Das, was für manche von außen wie "Larifari" aussieht, ist es in den seltensten Fälllen. In Ausnahmefällen vielleicht. Aber kaum ein Spieler wird sich sagen, mein Beruf ist mir egal, wenn der Ball weg ist, wird ihn schon ein anderer bekommen.
Manchmal ist eine die Körpersprache, die von außen von manchen als provozierend empfunden wird (Borowski, Micoud) und zum Vorurteil führt, der Spieler nehme seinen Beruf nicht ernst.
Manchmal müssen irgendwelche Geschehnisse von außen herhalten, wobei es da natürlich unproffessionelle Vorkommnisse gibt, aber ein Privatleben dürfen die Spieler ja wohl noch haben.
Manchmal sind es Dinge, die von außen einfach nicht zu beurteilen sind, weil es sich um taktische Dinge handelt, die auf dem Platz schief laufen, die aber nix mit der Einstellung zu tun haben.
Und manchmal ist es auch eine Frage des Kopfes, was sich viele aber zu einfach vorstellen, so als müsste man nur sagen: So, ab heute mache ich keine Fehler mehr.
Aber leider gibt es von außen, wohl unter dem Eindruck des Zeitgeistes, dass alles gut ist, was Druck schafft, immer mehr die Haltung, solche Schwächen nicht als normal hinzunehmen (und ggf. anzunehmen, dass an ihnen gearbeitet wird), sondern mit einer gnadenlosen Hire and Fire Menalität zu beantworten.
Aber das kann nicht die Antwort sein, wie Linienrichter Jablonski schon schön ausgeführt hat.
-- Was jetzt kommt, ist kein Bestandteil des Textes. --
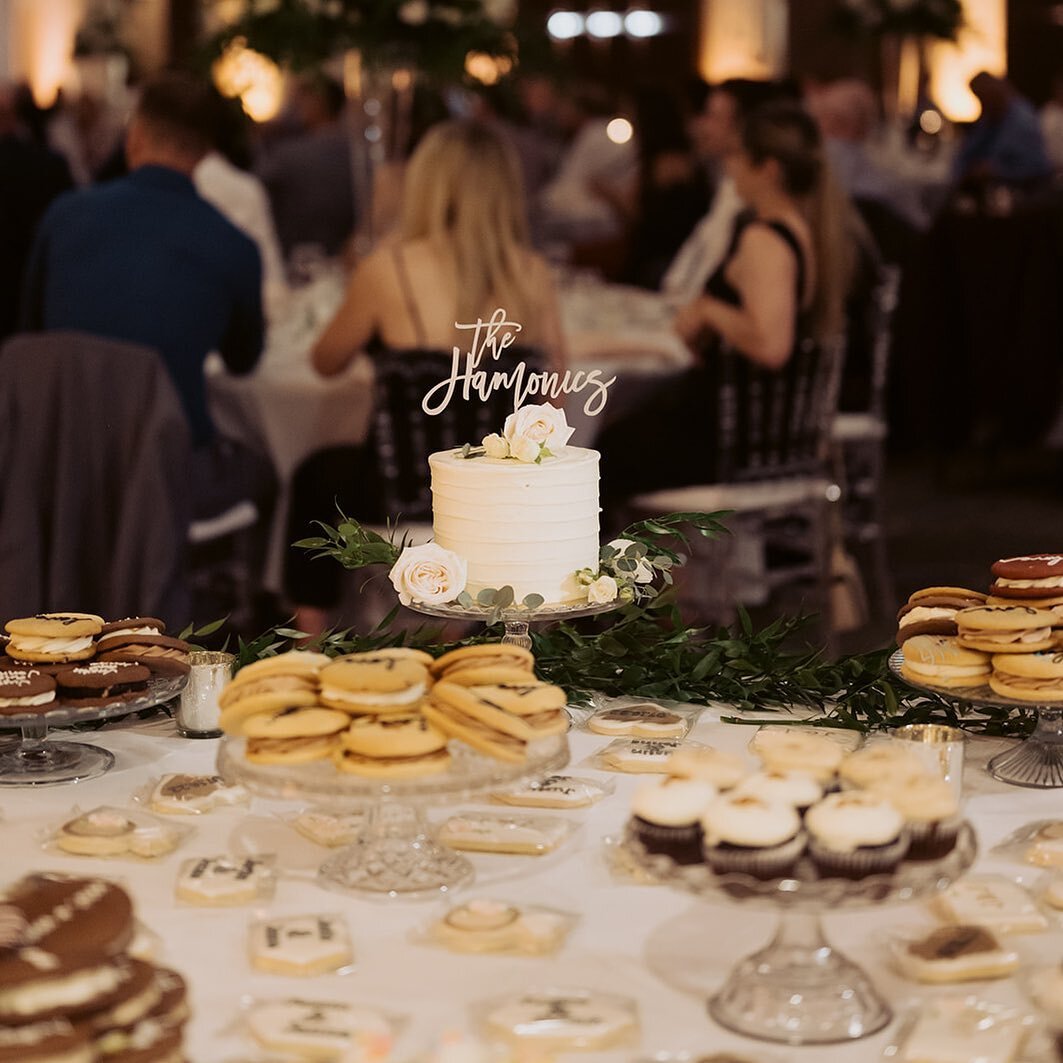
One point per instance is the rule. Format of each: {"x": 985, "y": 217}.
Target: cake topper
{"x": 492, "y": 337}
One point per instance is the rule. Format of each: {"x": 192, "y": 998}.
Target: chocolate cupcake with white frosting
{"x": 752, "y": 836}
{"x": 667, "y": 817}
{"x": 856, "y": 833}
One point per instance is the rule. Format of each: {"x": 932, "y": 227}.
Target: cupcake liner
{"x": 682, "y": 844}
{"x": 860, "y": 862}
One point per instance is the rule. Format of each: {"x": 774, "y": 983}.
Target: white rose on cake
{"x": 428, "y": 574}
{"x": 544, "y": 426}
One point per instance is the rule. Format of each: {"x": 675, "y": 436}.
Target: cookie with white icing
{"x": 301, "y": 944}
{"x": 638, "y": 721}
{"x": 219, "y": 881}
{"x": 319, "y": 1029}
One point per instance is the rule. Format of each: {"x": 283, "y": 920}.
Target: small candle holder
{"x": 198, "y": 711}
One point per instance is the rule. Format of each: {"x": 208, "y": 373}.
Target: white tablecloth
{"x": 623, "y": 928}
{"x": 286, "y": 410}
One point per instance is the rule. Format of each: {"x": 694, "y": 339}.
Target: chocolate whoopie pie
{"x": 102, "y": 682}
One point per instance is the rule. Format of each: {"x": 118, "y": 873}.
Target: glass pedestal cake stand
{"x": 799, "y": 990}
{"x": 1038, "y": 761}
{"x": 395, "y": 856}
{"x": 516, "y": 619}
{"x": 33, "y": 761}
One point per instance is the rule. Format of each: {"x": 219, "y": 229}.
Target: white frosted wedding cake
{"x": 526, "y": 525}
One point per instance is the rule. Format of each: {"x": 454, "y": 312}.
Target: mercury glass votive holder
{"x": 198, "y": 710}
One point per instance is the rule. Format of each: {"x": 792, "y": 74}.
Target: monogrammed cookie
{"x": 301, "y": 944}
{"x": 638, "y": 721}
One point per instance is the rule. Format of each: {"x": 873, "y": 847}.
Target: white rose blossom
{"x": 544, "y": 425}
{"x": 643, "y": 570}
{"x": 524, "y": 449}
{"x": 428, "y": 574}
{"x": 495, "y": 445}
{"x": 603, "y": 591}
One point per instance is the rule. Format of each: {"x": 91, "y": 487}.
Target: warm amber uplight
{"x": 253, "y": 78}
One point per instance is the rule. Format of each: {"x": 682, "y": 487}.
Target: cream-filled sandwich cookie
{"x": 301, "y": 944}
{"x": 1029, "y": 677}
{"x": 639, "y": 755}
{"x": 991, "y": 901}
{"x": 938, "y": 660}
{"x": 325, "y": 1030}
{"x": 563, "y": 1019}
{"x": 1006, "y": 629}
{"x": 373, "y": 682}
{"x": 502, "y": 832}
{"x": 553, "y": 791}
{"x": 957, "y": 954}
{"x": 183, "y": 794}
{"x": 223, "y": 880}
{"x": 638, "y": 721}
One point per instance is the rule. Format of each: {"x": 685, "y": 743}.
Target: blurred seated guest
{"x": 86, "y": 134}
{"x": 31, "y": 176}
{"x": 782, "y": 280}
{"x": 1051, "y": 124}
{"x": 579, "y": 204}
{"x": 308, "y": 175}
{"x": 672, "y": 192}
{"x": 461, "y": 252}
{"x": 241, "y": 198}
{"x": 1005, "y": 144}
{"x": 847, "y": 113}
{"x": 146, "y": 259}
{"x": 716, "y": 135}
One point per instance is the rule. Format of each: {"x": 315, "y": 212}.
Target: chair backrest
{"x": 772, "y": 424}
{"x": 94, "y": 498}
{"x": 403, "y": 435}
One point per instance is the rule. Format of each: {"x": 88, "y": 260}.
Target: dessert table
{"x": 287, "y": 411}
{"x": 630, "y": 938}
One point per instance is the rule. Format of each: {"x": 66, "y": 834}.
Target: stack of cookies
{"x": 390, "y": 713}
{"x": 1011, "y": 640}
{"x": 69, "y": 990}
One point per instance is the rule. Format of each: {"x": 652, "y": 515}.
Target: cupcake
{"x": 797, "y": 751}
{"x": 931, "y": 813}
{"x": 856, "y": 833}
{"x": 667, "y": 817}
{"x": 796, "y": 789}
{"x": 723, "y": 770}
{"x": 882, "y": 762}
{"x": 752, "y": 836}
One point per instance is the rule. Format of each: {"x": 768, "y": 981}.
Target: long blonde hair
{"x": 789, "y": 135}
{"x": 463, "y": 192}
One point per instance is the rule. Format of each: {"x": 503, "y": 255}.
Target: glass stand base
{"x": 395, "y": 867}
{"x": 1039, "y": 761}
{"x": 49, "y": 763}
{"x": 799, "y": 991}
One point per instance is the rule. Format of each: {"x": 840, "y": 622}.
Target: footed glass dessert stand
{"x": 517, "y": 619}
{"x": 799, "y": 990}
{"x": 1038, "y": 761}
{"x": 395, "y": 856}
{"x": 34, "y": 761}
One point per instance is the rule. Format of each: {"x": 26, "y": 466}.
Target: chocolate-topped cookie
{"x": 102, "y": 682}
{"x": 26, "y": 690}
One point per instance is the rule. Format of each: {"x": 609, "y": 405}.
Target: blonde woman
{"x": 461, "y": 251}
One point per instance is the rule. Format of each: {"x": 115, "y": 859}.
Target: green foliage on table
{"x": 429, "y": 36}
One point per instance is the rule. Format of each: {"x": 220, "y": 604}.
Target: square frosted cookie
{"x": 504, "y": 832}
{"x": 992, "y": 901}
{"x": 300, "y": 944}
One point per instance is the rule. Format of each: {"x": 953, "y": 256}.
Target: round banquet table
{"x": 622, "y": 927}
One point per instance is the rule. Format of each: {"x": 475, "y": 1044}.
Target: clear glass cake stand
{"x": 517, "y": 619}
{"x": 395, "y": 856}
{"x": 799, "y": 990}
{"x": 1035, "y": 762}
{"x": 34, "y": 761}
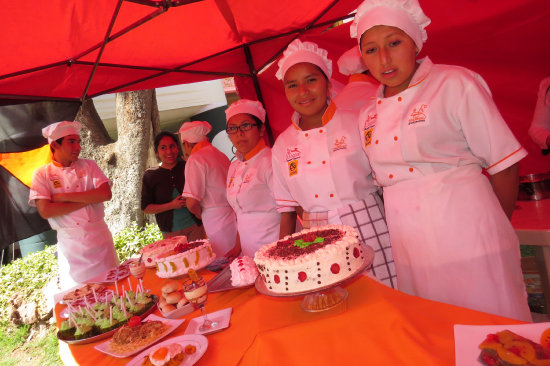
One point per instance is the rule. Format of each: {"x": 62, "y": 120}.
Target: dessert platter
{"x": 173, "y": 257}
{"x": 187, "y": 349}
{"x": 100, "y": 320}
{"x": 133, "y": 338}
{"x": 313, "y": 262}
{"x": 241, "y": 273}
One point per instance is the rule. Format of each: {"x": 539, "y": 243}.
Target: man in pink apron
{"x": 69, "y": 192}
{"x": 205, "y": 176}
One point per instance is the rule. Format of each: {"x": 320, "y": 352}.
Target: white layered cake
{"x": 176, "y": 262}
{"x": 151, "y": 251}
{"x": 310, "y": 259}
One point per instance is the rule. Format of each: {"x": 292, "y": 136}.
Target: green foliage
{"x": 130, "y": 240}
{"x": 26, "y": 277}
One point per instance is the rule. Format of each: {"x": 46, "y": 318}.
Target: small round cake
{"x": 310, "y": 259}
{"x": 243, "y": 271}
{"x": 151, "y": 251}
{"x": 177, "y": 261}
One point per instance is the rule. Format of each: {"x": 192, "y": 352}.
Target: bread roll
{"x": 174, "y": 297}
{"x": 170, "y": 286}
{"x": 182, "y": 302}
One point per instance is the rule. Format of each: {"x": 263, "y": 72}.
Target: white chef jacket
{"x": 540, "y": 126}
{"x": 321, "y": 169}
{"x": 250, "y": 194}
{"x": 451, "y": 240}
{"x": 205, "y": 177}
{"x": 85, "y": 244}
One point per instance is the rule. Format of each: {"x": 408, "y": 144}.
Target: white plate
{"x": 196, "y": 340}
{"x": 178, "y": 313}
{"x": 220, "y": 316}
{"x": 468, "y": 338}
{"x": 172, "y": 324}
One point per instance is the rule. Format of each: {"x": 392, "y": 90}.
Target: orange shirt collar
{"x": 259, "y": 147}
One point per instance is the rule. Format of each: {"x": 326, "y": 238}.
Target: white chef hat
{"x": 298, "y": 51}
{"x": 406, "y": 15}
{"x": 61, "y": 129}
{"x": 195, "y": 131}
{"x": 252, "y": 107}
{"x": 351, "y": 62}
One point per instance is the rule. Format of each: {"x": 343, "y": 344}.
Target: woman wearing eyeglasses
{"x": 250, "y": 177}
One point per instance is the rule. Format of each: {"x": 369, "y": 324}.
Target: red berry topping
{"x": 134, "y": 321}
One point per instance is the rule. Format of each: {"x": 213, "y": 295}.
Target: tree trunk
{"x": 125, "y": 160}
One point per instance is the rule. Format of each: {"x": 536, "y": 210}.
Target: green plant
{"x": 131, "y": 239}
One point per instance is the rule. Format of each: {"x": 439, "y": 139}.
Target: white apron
{"x": 221, "y": 228}
{"x": 453, "y": 243}
{"x": 257, "y": 229}
{"x": 84, "y": 252}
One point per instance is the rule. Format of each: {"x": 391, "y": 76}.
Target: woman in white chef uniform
{"x": 428, "y": 135}
{"x": 69, "y": 192}
{"x": 205, "y": 177}
{"x": 318, "y": 164}
{"x": 250, "y": 177}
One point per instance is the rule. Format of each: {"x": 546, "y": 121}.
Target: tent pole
{"x": 254, "y": 75}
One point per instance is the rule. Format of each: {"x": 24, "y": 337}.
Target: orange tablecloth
{"x": 377, "y": 326}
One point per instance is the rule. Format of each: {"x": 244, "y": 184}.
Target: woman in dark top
{"x": 162, "y": 188}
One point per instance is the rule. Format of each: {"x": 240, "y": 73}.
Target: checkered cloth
{"x": 367, "y": 217}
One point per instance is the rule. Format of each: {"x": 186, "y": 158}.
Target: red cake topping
{"x": 287, "y": 250}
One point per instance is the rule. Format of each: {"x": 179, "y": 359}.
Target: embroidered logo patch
{"x": 293, "y": 153}
{"x": 292, "y": 168}
{"x": 340, "y": 144}
{"x": 367, "y": 136}
{"x": 418, "y": 115}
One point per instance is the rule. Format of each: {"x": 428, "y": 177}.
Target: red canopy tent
{"x": 70, "y": 50}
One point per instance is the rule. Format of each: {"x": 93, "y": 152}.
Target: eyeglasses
{"x": 244, "y": 127}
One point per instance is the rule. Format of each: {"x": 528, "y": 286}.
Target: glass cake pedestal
{"x": 325, "y": 297}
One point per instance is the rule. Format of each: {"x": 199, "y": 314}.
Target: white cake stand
{"x": 325, "y": 297}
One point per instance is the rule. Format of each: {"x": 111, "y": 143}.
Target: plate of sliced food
{"x": 183, "y": 350}
{"x": 137, "y": 335}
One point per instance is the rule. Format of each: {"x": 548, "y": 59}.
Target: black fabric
{"x": 21, "y": 125}
{"x": 19, "y": 220}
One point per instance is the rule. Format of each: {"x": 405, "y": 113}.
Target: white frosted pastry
{"x": 151, "y": 251}
{"x": 177, "y": 261}
{"x": 310, "y": 259}
{"x": 243, "y": 271}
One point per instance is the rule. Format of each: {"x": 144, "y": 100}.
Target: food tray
{"x": 111, "y": 332}
{"x": 222, "y": 282}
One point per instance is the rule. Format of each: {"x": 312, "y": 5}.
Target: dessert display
{"x": 154, "y": 249}
{"x": 136, "y": 334}
{"x": 184, "y": 256}
{"x": 104, "y": 316}
{"x": 509, "y": 348}
{"x": 172, "y": 297}
{"x": 243, "y": 271}
{"x": 310, "y": 259}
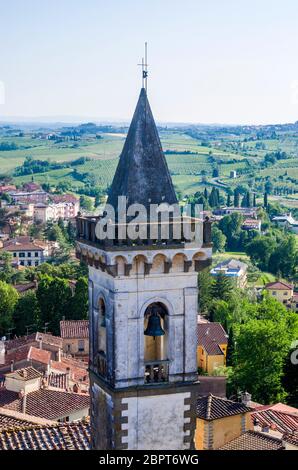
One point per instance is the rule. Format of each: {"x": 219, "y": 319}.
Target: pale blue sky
{"x": 227, "y": 61}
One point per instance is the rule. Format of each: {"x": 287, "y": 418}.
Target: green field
{"x": 190, "y": 163}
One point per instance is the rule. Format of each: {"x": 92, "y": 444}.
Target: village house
{"x": 212, "y": 346}
{"x": 286, "y": 221}
{"x": 19, "y": 431}
{"x": 75, "y": 337}
{"x": 219, "y": 421}
{"x": 233, "y": 269}
{"x": 26, "y": 197}
{"x": 284, "y": 293}
{"x": 248, "y": 212}
{"x": 26, "y": 392}
{"x": 64, "y": 207}
{"x": 36, "y": 349}
{"x": 26, "y": 251}
{"x": 252, "y": 224}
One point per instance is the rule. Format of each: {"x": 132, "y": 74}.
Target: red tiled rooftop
{"x": 45, "y": 403}
{"x": 210, "y": 335}
{"x": 278, "y": 285}
{"x": 74, "y": 329}
{"x": 39, "y": 355}
{"x": 72, "y": 436}
{"x": 210, "y": 407}
{"x": 251, "y": 440}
Schließlich sind die Spieler keine Maschinen, wo man einem Rädchen drehen kann und schon läuft es wie am Schnürchen.
Solche Vowürfe von außen kommen immer wieder, wenn es schlecht oder suboptimal läuft und sie sagen m.E. viel mehr über die Urheber solcher Sprüche aus als über den Gegenstand der Äußerungen.
Es ist ja zum Beispiel nicht nur so, dass man nicht einfach jeden Spieler der eine Formkrise hat oder den Ansprüchen nicht mehr genügt, einfach rausschmeißen kann (Verträge!), sondern das liefe häufig auf reine Geldvernichtung hinaus. Hunt ist doch das beste Beispiel und es wird auch nicht schlechter, dass einige Kandidaten sagen, der sei eine Ausnahme gewesen weil das Potential erkennbar war.
Bei Rosenberg ist es so, dass es nicht nur ziemlich dämlich wäre, ihn ausgerechnet in dem Moment zu verscheuern, wenn sein Marktwert wegen Formkrise und Verletzung zienlich unten sein dürfte. Sondern es ist ja nicht so, dass das Niveau, dass ein Spieler hat, identisch ist mit dem Niveau, das er hat, wenn er schlecht spielt.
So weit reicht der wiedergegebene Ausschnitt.